Most Mumbaikars I know are no longer sure who their state’s chief minister is. ‘Did we always have just one CM or more?’ has also been doing the rounds beyond ‘Daal me kuchh Kala Ghoda’ experimental theatre. Kaun Banega Crorepati-type multi-answer questions have popped up, where questions with options for answers are posed, like: Who is the deputy chief minister of Maharashtra? A) Eknath Shinde B) Ajit Pawar C) Devendra Fadnavis D) Salman Khan.

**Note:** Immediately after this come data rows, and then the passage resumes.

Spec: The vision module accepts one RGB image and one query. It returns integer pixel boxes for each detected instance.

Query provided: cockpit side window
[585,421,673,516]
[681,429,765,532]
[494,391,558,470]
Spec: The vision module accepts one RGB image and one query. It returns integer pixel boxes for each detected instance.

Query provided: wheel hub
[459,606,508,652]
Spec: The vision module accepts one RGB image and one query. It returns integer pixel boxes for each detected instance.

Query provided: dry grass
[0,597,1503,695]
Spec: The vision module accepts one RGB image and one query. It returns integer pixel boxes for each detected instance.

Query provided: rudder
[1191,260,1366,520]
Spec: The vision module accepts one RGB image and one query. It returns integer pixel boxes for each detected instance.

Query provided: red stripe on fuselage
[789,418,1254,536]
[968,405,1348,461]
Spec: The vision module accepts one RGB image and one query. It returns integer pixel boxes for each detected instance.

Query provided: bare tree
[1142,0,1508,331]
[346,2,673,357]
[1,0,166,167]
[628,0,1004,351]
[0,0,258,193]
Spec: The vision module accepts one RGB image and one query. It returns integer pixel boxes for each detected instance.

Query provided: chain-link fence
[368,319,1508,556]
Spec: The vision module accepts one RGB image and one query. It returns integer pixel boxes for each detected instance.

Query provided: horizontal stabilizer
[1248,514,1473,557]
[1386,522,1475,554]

It seems that the idea of the vote itself – the voter voting for a candidate and/or party of his or her choice – has been shorted for good. As a Marathi friend of mine based in WhatsAppur said, ‘It’s like my subscription to National Geographic magazine. I just subscribed for a year, but they’ve announced that the print edition will shut down early next year. So, my magazine vendor has decided on his own that instead of returning the amount for the no-longer-existing editions of Nat Geo, he’ll send me the equivalent worth of Reader’s Digest.’ My friend is not remotely interested in reading Reader’s Digest from next year. But clearly, these things are above his subscription grade.
What is interesting is the smoothness with which Maharashtra conducts binary fission – the process by which a single entity divides itself into two (or more) parts, with those parts regenerating into separate entities resembling the original. To be fair, Sharad Pawar and his nephew aren’t identical. (But then, neither is Uddhav Thackeray and his uncle.) For starters, Ajit has a moustache, Sharad doesn’t. And as nephew reminded uncle in a manner very similar to Roman Roy reminding Logan Roy, the latter is 82 years old – while he himself is a mere stripling of 63 summers (he turns 64 Saturday after next).

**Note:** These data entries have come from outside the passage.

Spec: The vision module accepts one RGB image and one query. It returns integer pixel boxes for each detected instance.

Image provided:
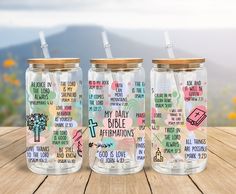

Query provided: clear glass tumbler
[151,58,207,174]
[26,58,83,174]
[88,58,145,174]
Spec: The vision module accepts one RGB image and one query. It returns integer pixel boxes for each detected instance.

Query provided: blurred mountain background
[0,25,236,126]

The fact that democratic politics doesn’t really matter in Maharashtra any more makes sense. Barring people who need government jobs – from file-pushers in the formal sector to taxi-auto drivers in the informal one – India’s richest state with a gross state domestic product (GSDP) of over $400 billion (₹33 lakh crore) runs tickety-boo despite its administration, not because of it. For those analyses (sic) of the latest flux in Maharashtrian politics, anyone having the time or interest to go through them can easily surmise that 97% of these political investigations are simply stringing up one incremental event after the other – chronology samajhna – like a Test match update. The rest is all Boolean shit algebra.
Making prognostications in politics is getting easier by the day, not harder. The first-past-the-post principle is now pretty much overwhelmed by what happens past the post. And what happens in this green room – usually in hotel resorts – is that the Big Suitcase wins by winning over those who originally may have won. That may sound meta, but it really isn’t. The house (almost) always wins. At least in Hindi-conversant states. Maharashtra has become a frontrunner in this track and field. Whether it’s Shiv Sena or NCP, it’s all the rage now for entities to split themselves up into a double role like a hero(es) in a Manmohan Desi movie. And then, like in a David Dhawan movie, each of the two lookalikes go into a comic spree to try and convince the girl (read: Election Commission) that he is the ‘real one’. With politics turning so boring, it’s remarkable that its coverage can be made so exciting. But that is a function of a ‘vibrant democracy’ like ours – leaving the boring bits (administration, the social contract with the citizenry, enterprise) to competent, private individuals and organisations, while making a song-and-item number dance of the political drama that serves no real purpose except to provide entertainment and facilitate a unidirectional transfer of powers. After all, have you ever figured out what exactly a deputy chief minister does?